Semana passada fizemos uma breve introdução sobre os cuidados que desenvolvedores devem ter com os direitos autorais de parceiros e colaboradores. Hoje, queremos falar um pouco das possibilidades de uso de conteúdos de terceiro.

Os chamados direitos de propriedade intelectual garantem a exclusividade de uso dos bens intangíveis criados por seus respectivos autores, inventores e demais titulares de direito. Isso significa que nenhum terceiro pode usá-los sem antes obter a prévia e expressa autorização desse “proprietário”. Para ilustrar o assunto, basta fazer um comparativo com sua casa. Qualquer pessoa pode entrar e começar a usar o seu imóvel sem autorização? A lógica é semelhante. Por isso costuma-se de dizer que o titular dos direitos de propriedade intelectual tem um “monopólio” sobre seu bem.

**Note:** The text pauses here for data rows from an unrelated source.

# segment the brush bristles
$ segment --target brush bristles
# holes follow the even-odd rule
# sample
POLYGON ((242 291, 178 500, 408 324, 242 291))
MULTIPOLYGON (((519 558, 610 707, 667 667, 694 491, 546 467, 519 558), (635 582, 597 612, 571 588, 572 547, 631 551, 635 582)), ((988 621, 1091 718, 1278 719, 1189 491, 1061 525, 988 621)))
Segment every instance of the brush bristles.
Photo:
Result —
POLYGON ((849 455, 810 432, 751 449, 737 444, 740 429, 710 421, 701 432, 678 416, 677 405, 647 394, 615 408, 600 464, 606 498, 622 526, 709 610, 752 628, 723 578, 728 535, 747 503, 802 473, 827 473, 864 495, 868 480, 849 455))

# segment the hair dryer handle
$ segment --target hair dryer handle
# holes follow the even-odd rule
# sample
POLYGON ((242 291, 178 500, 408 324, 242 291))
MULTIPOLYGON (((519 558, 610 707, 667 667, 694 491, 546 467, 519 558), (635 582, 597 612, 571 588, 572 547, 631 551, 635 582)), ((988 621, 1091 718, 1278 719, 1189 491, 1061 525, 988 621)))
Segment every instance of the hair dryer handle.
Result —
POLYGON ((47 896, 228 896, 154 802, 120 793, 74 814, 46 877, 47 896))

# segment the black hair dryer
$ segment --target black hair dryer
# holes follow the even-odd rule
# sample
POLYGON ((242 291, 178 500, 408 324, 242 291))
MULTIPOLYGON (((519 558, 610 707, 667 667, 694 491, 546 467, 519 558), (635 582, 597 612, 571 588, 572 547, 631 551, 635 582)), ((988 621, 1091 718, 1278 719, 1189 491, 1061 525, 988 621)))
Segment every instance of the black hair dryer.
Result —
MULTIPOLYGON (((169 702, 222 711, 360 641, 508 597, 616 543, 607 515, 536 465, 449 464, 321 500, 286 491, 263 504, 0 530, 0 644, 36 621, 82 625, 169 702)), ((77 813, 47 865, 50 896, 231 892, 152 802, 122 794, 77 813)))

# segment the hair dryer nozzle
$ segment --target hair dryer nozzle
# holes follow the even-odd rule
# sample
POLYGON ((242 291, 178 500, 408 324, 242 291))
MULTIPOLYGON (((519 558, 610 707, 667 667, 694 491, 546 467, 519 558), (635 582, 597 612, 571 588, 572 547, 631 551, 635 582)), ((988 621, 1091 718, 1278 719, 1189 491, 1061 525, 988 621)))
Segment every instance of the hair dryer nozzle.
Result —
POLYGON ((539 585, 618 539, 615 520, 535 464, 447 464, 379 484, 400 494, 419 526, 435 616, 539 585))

É claro que essa exclusividade não é absoluta. O próprio Direito busca equalizar e equilibrar o interesse dos titulares com o da sociedade, permitindo assim que seja possível acessar certos conteúdos em prol do desenvolvimento econômico e cultural. Trataremos nesse artigo especificamente das possibilidades de uso de obras de terceiro de acordo com as normas de Direito Autoral (um dos campos da propriedade intelectual). Deixaremos para outra ocasião, portanto, o caso da propriedade industrial (marcas, patentes, desenho industrial etc.) e Direito de Imagem.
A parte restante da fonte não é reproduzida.